Gracia agrees. “I believe in relying on natural abilities. Hence, I did not see the need to send my daughter for any external preparatory classes. There’s no point in forcing a child to develop a talent if the bare foundation or interest is not there. It will only backfire in future.”
6. Communication Skills are Important
Your child needs to be able to communicate effectively during his DSA interviews. If he is not already a confident speaker, how can you ensure he becomes one?
J Carter Centre offers the Trinity College Communication Skills Grade 3 course to hone communication skills. This twenty-week course covers speech writing and delivery, persuasion skills, current affairs discussion, DSA interview preparation, preparing of portfolio, writing personal statements, Free Response Tasks, school and domain selection and more.
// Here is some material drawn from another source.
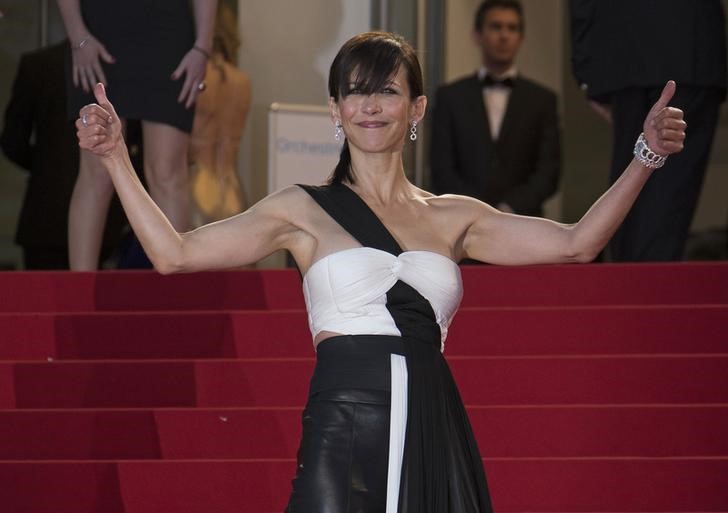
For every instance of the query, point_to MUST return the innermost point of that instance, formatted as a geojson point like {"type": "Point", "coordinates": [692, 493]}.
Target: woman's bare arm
{"type": "Point", "coordinates": [501, 238]}
{"type": "Point", "coordinates": [240, 240]}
Students will complete the course with a Trinity College International Certificate in Communication Skills which they can include in their portfolio.
7. Start Your Preparation Early
“Each year, the DSA becomes more competitive,” says Carter. How early should you start preparing your child for the DSA? “Once you have decided that the route is suitable for your child, you can commence as early as in Primary 5.”
Since last year, the J Carter Centre has started coaching Primary 5 students so that they will have more time to prepare for DSA in 2016. “Eventually we will have to consider admitting Primary 4 students to the programme as the COP (Cut-Off Point) tends to increase on a yearly basis,” says Carter.